Pease Glaser of Long Beach, with husband Jay as crew, continued to dominate the Tornado catamarans by winning four of seven races. while J.J. Isler of La Jolla and crew Pam Healy placed second among 26 470 dinghies, and were the first women to finish each race.
Isler, wife of world-class match racer Peter Isler, was second only to Morgan Reeser of Miami, the top-ranked men’s 470 sailor.
Pease Glaser is the first woman to qualify for the U.S. sailing team in an open class. “It doesn’t seem to be a big deal anymore,” she said, “(although) some of the wives tease their husbands when they lose to a woman.”
Brian Ledbetter of San Diego and Scott Steele of Annapolis--two names familiar to past Olympics--won the Finn and men’s sailboard titles, respectively.
Ledbetter was the U.S. representative in ’88. Steele, 33, won a silver medal in ’84.
Steele’s former wife, Kathy, now married to sailor Dave Chapin, won the first five races and coasted to the female sailboard title.
Three veterans won classes with less serious Olympic implications: Carl Eichenlaub, San Diego, in Lightning dinghies; Kim Fletcher, 63, San Diego, in Stars, and Jerry Thompson, 52, Long Beach, in Snipes.

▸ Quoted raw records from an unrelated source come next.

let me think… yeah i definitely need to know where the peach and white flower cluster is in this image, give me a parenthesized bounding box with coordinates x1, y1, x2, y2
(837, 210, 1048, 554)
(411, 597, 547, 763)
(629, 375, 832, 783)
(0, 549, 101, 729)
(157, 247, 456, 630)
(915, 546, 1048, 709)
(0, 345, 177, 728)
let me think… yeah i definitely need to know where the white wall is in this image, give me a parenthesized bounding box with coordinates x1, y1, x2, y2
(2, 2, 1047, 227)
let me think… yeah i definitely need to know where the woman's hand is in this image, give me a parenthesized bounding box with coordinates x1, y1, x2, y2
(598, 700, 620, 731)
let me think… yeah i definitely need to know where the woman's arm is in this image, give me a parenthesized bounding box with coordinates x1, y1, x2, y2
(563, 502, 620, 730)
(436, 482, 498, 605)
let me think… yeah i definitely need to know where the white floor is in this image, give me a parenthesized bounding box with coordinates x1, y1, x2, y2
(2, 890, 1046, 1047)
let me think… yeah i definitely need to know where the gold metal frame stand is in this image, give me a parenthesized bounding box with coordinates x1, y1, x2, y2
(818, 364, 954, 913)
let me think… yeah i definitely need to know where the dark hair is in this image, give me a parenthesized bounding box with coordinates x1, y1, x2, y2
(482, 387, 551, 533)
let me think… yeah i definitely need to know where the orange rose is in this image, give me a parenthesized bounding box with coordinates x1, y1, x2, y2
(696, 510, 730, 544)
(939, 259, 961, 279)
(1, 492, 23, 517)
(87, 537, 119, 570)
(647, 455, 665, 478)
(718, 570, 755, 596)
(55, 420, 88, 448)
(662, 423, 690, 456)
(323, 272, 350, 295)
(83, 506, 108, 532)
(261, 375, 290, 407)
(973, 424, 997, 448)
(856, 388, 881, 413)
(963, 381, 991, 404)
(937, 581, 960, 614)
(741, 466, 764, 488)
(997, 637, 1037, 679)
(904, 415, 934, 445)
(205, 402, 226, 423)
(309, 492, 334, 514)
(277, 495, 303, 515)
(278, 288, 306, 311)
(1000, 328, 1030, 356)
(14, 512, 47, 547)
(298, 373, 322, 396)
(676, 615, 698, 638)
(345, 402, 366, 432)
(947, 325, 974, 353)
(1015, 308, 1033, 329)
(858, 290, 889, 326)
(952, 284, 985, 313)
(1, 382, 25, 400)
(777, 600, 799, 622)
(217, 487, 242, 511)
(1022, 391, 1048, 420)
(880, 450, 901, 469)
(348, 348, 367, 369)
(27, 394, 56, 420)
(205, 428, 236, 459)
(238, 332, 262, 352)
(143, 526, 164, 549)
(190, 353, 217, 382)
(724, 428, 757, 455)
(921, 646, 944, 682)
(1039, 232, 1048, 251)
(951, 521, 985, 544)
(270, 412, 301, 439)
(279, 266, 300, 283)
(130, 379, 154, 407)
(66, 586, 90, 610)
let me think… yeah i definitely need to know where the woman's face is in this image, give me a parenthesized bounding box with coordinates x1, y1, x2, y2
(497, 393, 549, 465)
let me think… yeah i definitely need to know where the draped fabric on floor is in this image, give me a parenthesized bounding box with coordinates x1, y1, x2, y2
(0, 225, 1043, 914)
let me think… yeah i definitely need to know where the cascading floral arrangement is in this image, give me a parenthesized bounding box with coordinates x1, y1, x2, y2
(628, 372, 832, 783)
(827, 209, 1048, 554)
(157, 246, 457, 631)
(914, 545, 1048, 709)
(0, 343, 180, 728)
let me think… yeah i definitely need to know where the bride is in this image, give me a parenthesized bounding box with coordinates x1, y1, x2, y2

Eichenlaub , who admitted to being “60 and a half,” is the boatwright for U.S. Olympic teams. He normally competes in his keelboat.
“I hadn’t sailed a Lightning in 20 years,” he said.
The 470, Finn and Europe sailors move on to Olympic pre-Trial events at Newport Beach starting Wednesday. The Tornados will be at Marina del Rey.